During Missouri’s homecoming parade, a group of black protesters, part of the organization Concerned Student 1950, blocked the parade to raise awareness of institutional racism on the campus. The protesters blocked Tim Wolfe’s car in an attempt to reach out to him about racism, but he never acknowledged the group. Allegedly, he hit one of the protesters with his car.

For many students, this was the last straw.

“After multiple attempts of trying to communicate with Wolfe, the students at Missouri concluded that if he wasn’t going to stand up for all students, he didn’t deserve to lead the school,” said Brittani Langland ’15, a West High alumni and student at Missouri.

Jonathan Butler, a graduate student at Missouri and member of the Concerned Student 1950, entered the scene.

“I felt unsafe since the moment I stepped on this campus,” he told CNN. “My first semester here, I had someone write the n-word on my wall. I’ve been, physically, in altercations with white gentlemen on campus.”

After he was allegedly hit by Wolfe’s car, he decided to go on a hunger strike until Wolfe was out of office.

“I will not consume any food or nutritional sustenance at the expense of my health until either Tim Wolfe is removed from office or my internal organs fail and my life is lost,” Butler wrote in a letter.

Throughout the first week and a half, Butler received much support around the campus. Even the football team contributed as well, declaring they would not participate in any football-related activities until Wolfe resigned.

“[The team has] never seen a person dying in front of them,” Missouri Athletic Director Mack Rhoades said. “We had discussion, and it wasn’t about any one person resigning. It was about what can we do to make sure that Jonathan Butler eats.”

This sparked not only local attention, but even national attention. The movement was now in full-blown motion, until, on Nov. 9, Tim Wolfe resigned.

This wasn’t the end to the narrative, however.

One day after Wolfe’s resignation, threats were posted on social media through the anonymous app Yik Yak.

One threatened, “I’m going to stand my ground tomorrow and shoot every black person I see,” while another claimed, “Some of you are alright. Don’t go to campus tomorrow.”

For students like Langland, these threats are exactly what the movement is trying to change.

“It does break my heart to know that there are some students on the campus who don’t understand why this change had to occur,” Langland said. “Too many times people try to promote their ideas by attacking other people, but that will only fuel hatred on both sides of the argument.”

In order to continue the change in a healthy manner, activists including Butler will continue non-violently protesting.

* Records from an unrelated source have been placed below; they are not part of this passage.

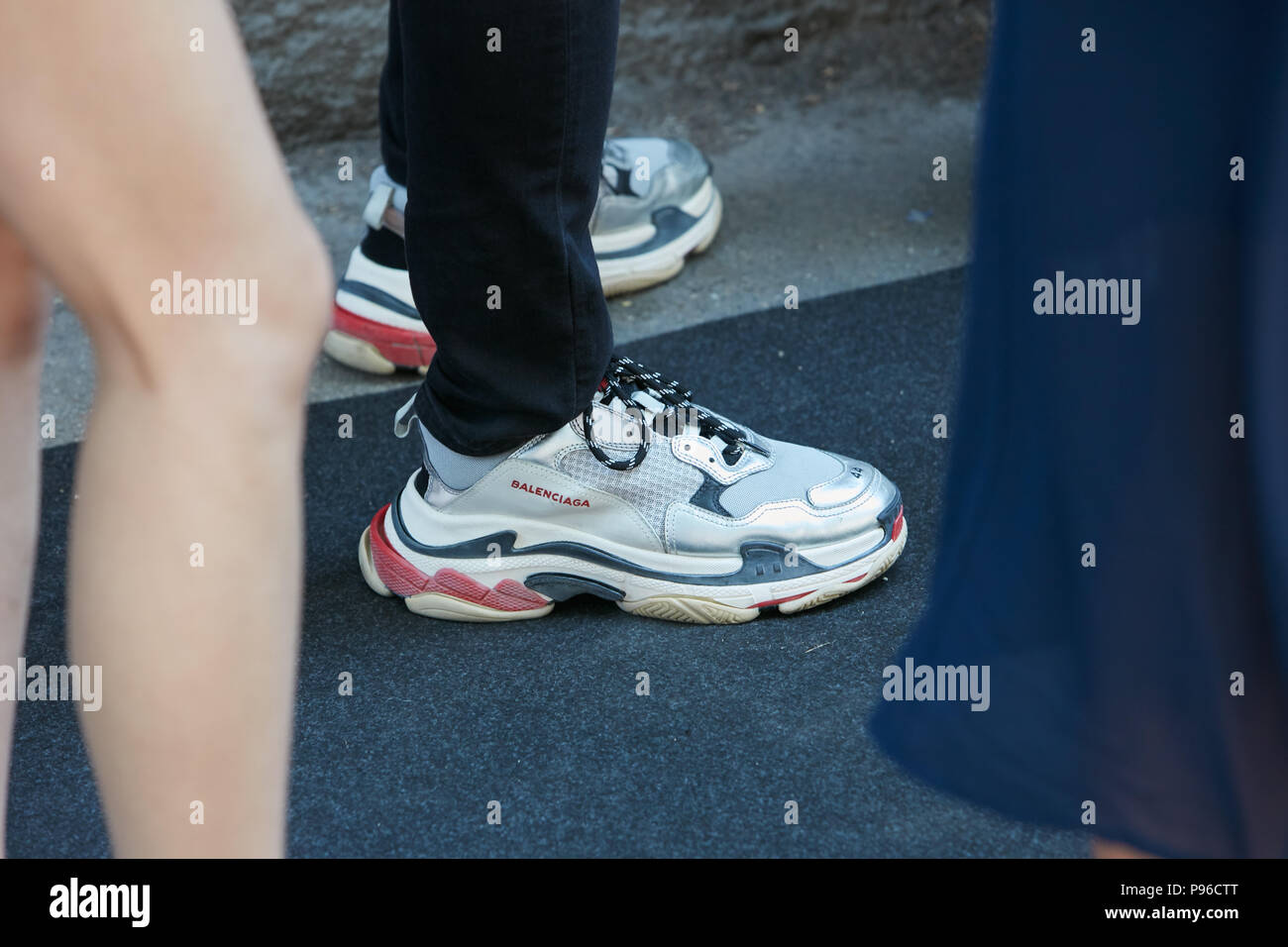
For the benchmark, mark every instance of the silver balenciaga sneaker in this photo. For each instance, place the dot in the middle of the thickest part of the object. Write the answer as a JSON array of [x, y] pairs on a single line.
[[647, 500]]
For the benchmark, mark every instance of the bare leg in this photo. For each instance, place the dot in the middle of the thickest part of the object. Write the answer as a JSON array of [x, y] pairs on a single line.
[[184, 575], [22, 318]]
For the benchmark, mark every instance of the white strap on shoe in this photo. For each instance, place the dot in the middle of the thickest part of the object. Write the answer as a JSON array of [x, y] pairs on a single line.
[[404, 416]]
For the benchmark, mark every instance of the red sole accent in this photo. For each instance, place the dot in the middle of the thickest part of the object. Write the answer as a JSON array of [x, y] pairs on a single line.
[[403, 579], [407, 348]]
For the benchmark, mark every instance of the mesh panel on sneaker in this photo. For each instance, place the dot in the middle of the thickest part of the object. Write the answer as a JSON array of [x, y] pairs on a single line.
[[649, 488], [795, 471]]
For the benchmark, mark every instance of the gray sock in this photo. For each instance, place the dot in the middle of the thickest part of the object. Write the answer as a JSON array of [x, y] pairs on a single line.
[[458, 471]]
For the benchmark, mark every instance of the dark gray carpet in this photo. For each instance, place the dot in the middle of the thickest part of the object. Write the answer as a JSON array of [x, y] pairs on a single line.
[[542, 716]]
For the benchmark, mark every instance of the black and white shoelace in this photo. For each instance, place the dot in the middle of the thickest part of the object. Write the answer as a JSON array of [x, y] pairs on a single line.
[[623, 379]]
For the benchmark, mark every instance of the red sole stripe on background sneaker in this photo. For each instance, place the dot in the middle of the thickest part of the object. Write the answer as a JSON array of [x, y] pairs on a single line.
[[780, 600], [404, 579], [407, 348], [898, 526]]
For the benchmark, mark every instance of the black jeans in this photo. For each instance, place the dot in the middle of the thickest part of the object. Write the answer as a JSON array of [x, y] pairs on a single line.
[[500, 153]]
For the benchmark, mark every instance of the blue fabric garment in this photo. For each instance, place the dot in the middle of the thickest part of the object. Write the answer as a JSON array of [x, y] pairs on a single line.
[[1112, 684]]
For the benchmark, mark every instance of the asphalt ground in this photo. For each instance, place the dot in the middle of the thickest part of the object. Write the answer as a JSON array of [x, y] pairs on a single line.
[[542, 716]]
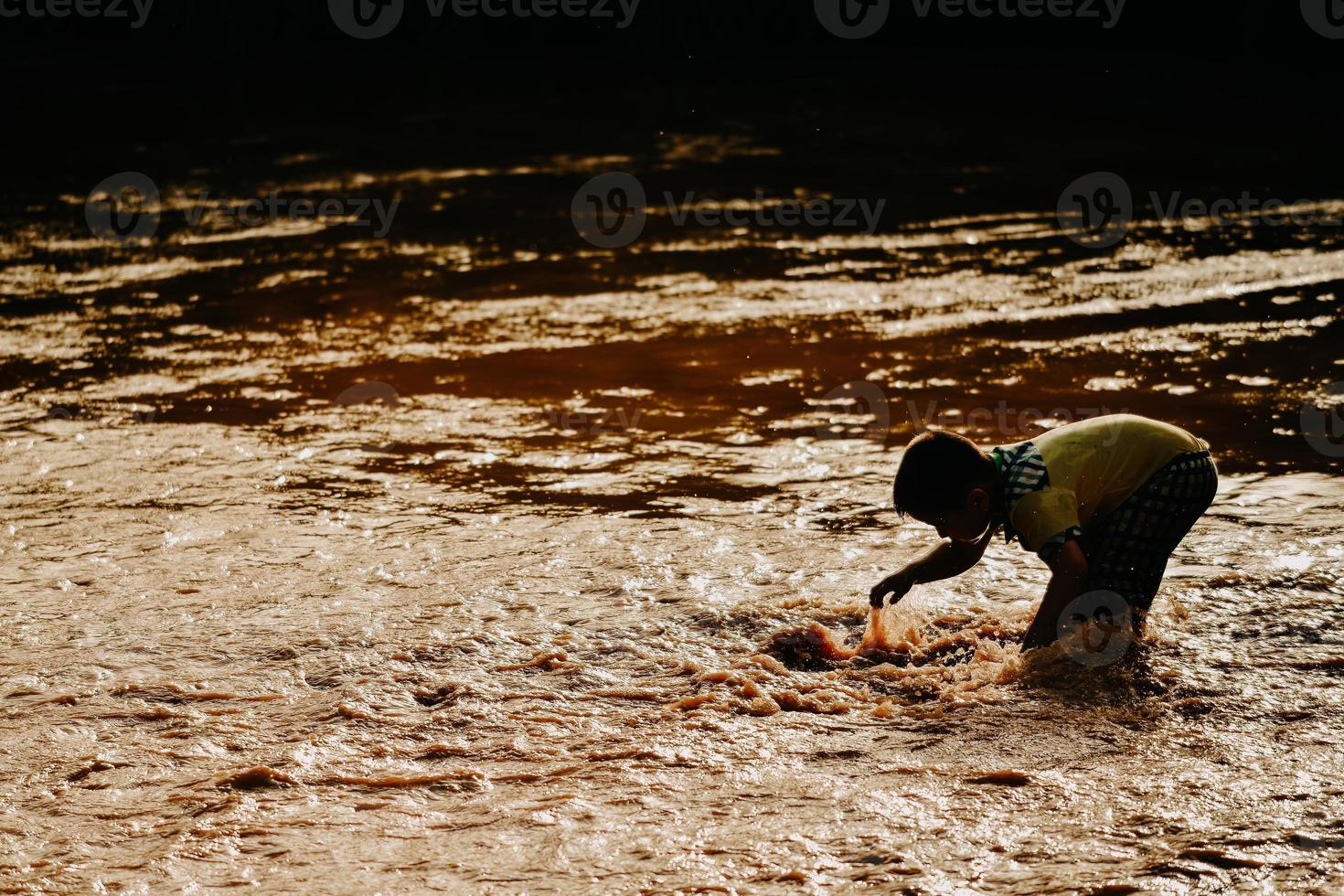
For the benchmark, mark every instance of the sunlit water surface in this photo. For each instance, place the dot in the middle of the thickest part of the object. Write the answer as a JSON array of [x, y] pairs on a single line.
[[339, 563]]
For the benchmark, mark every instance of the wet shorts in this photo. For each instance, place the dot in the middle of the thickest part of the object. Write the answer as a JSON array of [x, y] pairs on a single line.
[[1128, 549]]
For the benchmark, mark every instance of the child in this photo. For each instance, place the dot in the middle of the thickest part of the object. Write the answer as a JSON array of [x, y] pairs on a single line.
[[1104, 503]]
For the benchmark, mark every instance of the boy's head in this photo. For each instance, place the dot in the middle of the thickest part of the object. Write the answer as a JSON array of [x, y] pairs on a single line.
[[945, 481]]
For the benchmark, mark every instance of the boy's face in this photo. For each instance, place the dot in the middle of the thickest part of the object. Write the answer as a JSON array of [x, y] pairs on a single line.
[[964, 524]]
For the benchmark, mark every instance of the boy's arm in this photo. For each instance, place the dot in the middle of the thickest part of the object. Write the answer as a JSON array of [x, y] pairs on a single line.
[[944, 560], [1069, 574]]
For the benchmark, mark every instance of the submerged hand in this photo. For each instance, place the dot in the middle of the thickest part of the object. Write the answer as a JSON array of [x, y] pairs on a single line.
[[895, 584]]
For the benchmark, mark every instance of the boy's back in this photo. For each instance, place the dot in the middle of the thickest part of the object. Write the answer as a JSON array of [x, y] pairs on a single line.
[[1090, 468]]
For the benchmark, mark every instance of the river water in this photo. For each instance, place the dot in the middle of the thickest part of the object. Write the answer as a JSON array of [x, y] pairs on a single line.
[[475, 558]]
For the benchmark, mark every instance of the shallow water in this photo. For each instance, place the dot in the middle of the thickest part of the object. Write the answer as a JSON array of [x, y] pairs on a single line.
[[448, 561]]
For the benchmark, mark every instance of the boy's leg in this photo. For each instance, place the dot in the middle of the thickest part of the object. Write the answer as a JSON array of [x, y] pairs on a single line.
[[1128, 551]]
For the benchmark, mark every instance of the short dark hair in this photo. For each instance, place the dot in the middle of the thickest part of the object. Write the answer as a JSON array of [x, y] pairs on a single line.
[[937, 473]]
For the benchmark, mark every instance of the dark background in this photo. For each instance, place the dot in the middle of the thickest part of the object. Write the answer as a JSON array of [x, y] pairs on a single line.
[[1192, 89]]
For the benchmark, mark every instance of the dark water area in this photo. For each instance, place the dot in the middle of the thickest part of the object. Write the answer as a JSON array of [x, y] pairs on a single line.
[[434, 547]]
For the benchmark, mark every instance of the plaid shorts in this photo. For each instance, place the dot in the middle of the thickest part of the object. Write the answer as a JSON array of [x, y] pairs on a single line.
[[1128, 549]]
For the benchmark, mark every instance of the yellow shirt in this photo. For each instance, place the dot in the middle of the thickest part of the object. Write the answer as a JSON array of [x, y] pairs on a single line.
[[1092, 466]]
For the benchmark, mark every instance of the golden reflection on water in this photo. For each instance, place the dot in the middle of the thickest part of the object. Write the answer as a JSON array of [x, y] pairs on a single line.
[[328, 572]]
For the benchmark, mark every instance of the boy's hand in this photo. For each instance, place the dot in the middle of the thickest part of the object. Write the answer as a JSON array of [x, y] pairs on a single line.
[[897, 583]]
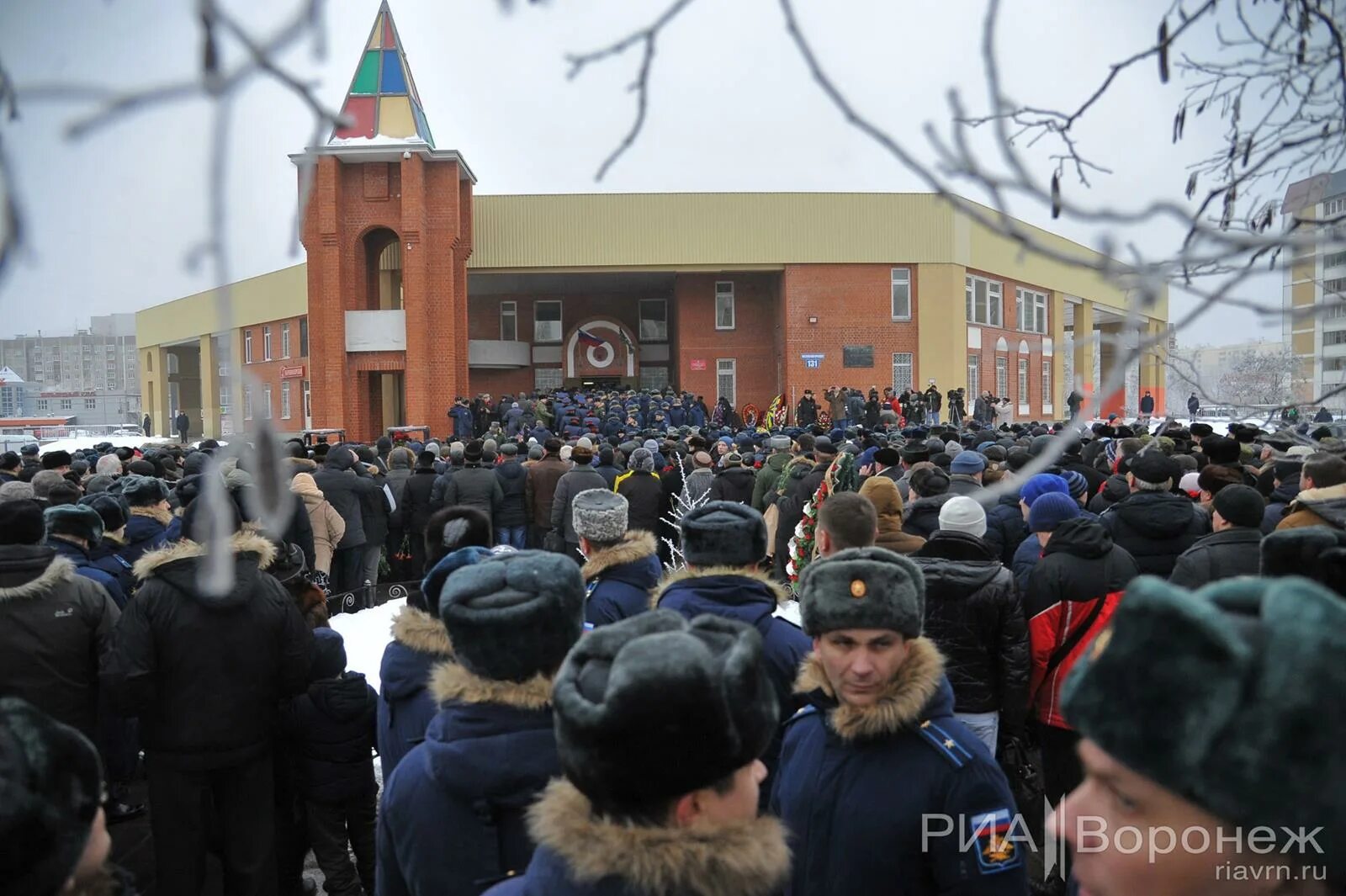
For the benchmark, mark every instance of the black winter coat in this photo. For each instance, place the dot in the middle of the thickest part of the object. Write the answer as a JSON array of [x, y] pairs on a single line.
[[416, 507], [1155, 528], [331, 728], [206, 674], [511, 510], [973, 613], [734, 483], [1224, 554]]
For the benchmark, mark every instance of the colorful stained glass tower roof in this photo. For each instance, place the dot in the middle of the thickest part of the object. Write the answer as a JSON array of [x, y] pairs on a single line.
[[383, 103]]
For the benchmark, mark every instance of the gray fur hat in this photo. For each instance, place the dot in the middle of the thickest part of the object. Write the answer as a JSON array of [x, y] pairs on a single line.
[[723, 533], [599, 514], [511, 617], [863, 588], [656, 707]]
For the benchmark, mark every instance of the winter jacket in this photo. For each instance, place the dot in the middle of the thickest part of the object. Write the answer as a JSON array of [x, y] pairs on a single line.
[[543, 478], [343, 487], [1224, 554], [87, 568], [734, 483], [745, 859], [1317, 507], [644, 496], [1155, 528], [1006, 528], [453, 813], [1279, 502], [749, 597], [405, 705], [888, 503], [764, 486], [331, 728], [56, 626], [1080, 567], [569, 486], [206, 673], [922, 516], [619, 579], [975, 617], [416, 505], [327, 525], [856, 786], [148, 529], [475, 486], [513, 480]]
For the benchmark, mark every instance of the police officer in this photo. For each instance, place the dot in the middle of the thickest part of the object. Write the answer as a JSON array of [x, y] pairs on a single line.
[[882, 788]]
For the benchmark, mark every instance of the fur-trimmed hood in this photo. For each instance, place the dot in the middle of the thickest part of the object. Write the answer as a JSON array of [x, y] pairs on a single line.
[[634, 545], [450, 682], [15, 567], [182, 565], [744, 859], [423, 633], [688, 575], [919, 687]]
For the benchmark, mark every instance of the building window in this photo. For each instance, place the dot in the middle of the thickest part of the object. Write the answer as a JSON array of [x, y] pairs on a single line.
[[724, 305], [654, 379], [654, 321], [902, 294], [547, 321], [547, 379], [901, 372], [727, 379], [1031, 310], [983, 301]]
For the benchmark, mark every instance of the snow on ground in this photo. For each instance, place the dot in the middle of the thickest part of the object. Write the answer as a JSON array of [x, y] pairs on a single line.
[[367, 635]]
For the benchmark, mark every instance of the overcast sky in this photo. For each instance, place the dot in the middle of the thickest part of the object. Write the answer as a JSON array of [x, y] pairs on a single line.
[[112, 218]]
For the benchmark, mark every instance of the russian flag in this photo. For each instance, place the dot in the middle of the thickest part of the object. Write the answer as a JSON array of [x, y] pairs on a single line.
[[590, 339]]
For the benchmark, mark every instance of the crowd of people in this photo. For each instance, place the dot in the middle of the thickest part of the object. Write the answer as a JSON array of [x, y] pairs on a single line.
[[652, 647]]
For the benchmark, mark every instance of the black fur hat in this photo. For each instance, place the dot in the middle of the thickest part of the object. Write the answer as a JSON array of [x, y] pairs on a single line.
[[723, 533], [654, 707], [516, 615], [50, 790]]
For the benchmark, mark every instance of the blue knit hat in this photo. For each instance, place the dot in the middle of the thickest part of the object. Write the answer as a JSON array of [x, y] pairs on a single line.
[[1042, 485], [1050, 510]]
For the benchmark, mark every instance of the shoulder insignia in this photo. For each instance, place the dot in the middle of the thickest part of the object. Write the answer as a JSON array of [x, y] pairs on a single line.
[[946, 745]]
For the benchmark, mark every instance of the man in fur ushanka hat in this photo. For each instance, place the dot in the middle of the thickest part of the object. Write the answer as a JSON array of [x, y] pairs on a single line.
[[925, 803]]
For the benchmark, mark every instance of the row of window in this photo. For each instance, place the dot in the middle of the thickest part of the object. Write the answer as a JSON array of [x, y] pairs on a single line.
[[284, 342], [1003, 379]]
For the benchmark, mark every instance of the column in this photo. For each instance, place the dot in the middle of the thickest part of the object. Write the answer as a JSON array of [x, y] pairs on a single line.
[[941, 328], [1084, 359], [209, 388]]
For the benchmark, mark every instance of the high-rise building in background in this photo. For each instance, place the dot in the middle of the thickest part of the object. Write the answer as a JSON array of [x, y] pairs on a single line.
[[1316, 291], [87, 374]]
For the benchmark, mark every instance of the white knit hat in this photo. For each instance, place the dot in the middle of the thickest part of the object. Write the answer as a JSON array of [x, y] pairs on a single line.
[[962, 514]]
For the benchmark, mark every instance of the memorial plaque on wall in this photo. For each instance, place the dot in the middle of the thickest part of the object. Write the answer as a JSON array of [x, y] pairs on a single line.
[[858, 355]]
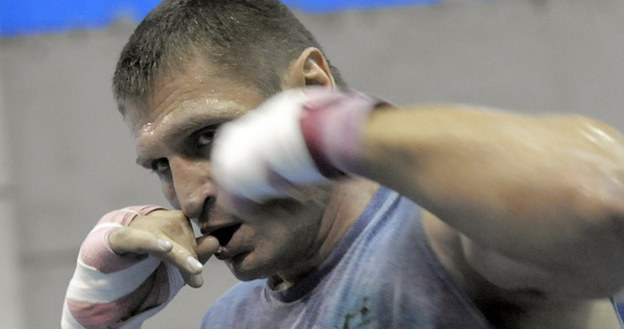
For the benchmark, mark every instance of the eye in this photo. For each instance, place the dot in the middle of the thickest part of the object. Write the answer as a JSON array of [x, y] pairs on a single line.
[[205, 137], [160, 166]]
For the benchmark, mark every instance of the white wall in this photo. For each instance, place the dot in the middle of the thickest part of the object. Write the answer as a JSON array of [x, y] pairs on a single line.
[[11, 312]]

Getting Wolfe to resign is only a step in the right direction, but more must be done in order to make liberation activists like Butler happy.

Despite the expected hateful response resulting from Wolfe’s forced resignation,  Langland and many other people remain inspired by Butler’s courage and virtue.

“I can’t even describe how inspiring it is to see people from all different backgrounds come together to fight for what they believe in,” Langland said.